For decades after Operations Desert Storm and Desert Shield, doctors, scientists and the Department of Veterans Affairs have all struggled to determine what happened to the roughly 25-30% of Gulf War veterans who suffer from a mysterious mix of symptoms from a seemingly unknown cause. The condition and its host of symptoms became known as Gulf War Syndrome, or Gulf War Illness, and wasn’t immediately recognized by the Department of Veterans Affairs.
In 1997, Congress found that the VA and Department of Defense did not listen to Gulf War veterans affected by the series of illnesses associated with Gulf War Syndrome, acknowledging there was no “silver bullet” definition or diagnosis. They also blamed the VA for writing off the condition as post-traumatic stress disorder.
A Congressional committee went on to suggest a number of possible underlying causes of the condition that were present in the war zone, including depleted uranium dust and pyridostigmine bromide used to protect against chemical nerve agents. They blamed the VA for its lack of experience in environmental health and toxicology.
In that same committee meeting, the House of Representatives recommended a medical research body other than the VA or DoD look into the condition, and that’s exactly what happened.
A body of research has been conducted that has since shed new light on Gulf War Syndrome. The VA has since recognized a number of conditions that are now “presumptive,” meaning gulf War veterans don’t need to prove they happened as a result of military service. This includes:
- Myalgic Encephalomyelitis (Chronic Fatigue Syndrome)
- Gastrointestinal Disorders
- Other undiagnosed conditions, such as weight loss, fatigue, unexplainable pain and some heart conditions
- “Brain Fog”
Researchers at Georgetown University have also discovered physical evidence of the condition in the brains of Gulf War veterans. Nerve fibers connected to pain receptors in the brains of these veterans fire differently than in other humans. This means Gulf War veterans could feel pain while doing something as simple as changing a shirt.
The same researcher who conducted that study, Dr. James Baraniuk, also found that there may be two distinct subsets of Gulf War Illness.

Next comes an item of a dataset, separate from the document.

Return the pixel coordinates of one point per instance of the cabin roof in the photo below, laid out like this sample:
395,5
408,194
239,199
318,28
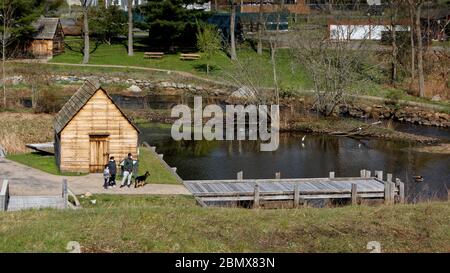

By scanning the brains of more than 30 Gulf War veterans before and after moderate exercise, Baraniuk noted changes in two areas of the brain, each correlating to a different set of symptoms.
One group experienced changes in the area of the brain responsible for processing pain, which was consistent with their symptoms. The other group, who reported cardiovascular symptoms, specifically, increased heart rates while doing something as simple as standing up did not have significant activity in that part of the brain.
Instead, the brain of the cardiac-centric group showed decreased activity in the cerebellum, the part of the brain responsible for fine motor control, cognition, pain, and emotion. Healthy patients showed no changes.
“While these findings present new challenges to treating people with Gulf War illness, they also present new opportunities,” said Stuart Washington, PhD, a postdoctoral fellow and lead author on the study.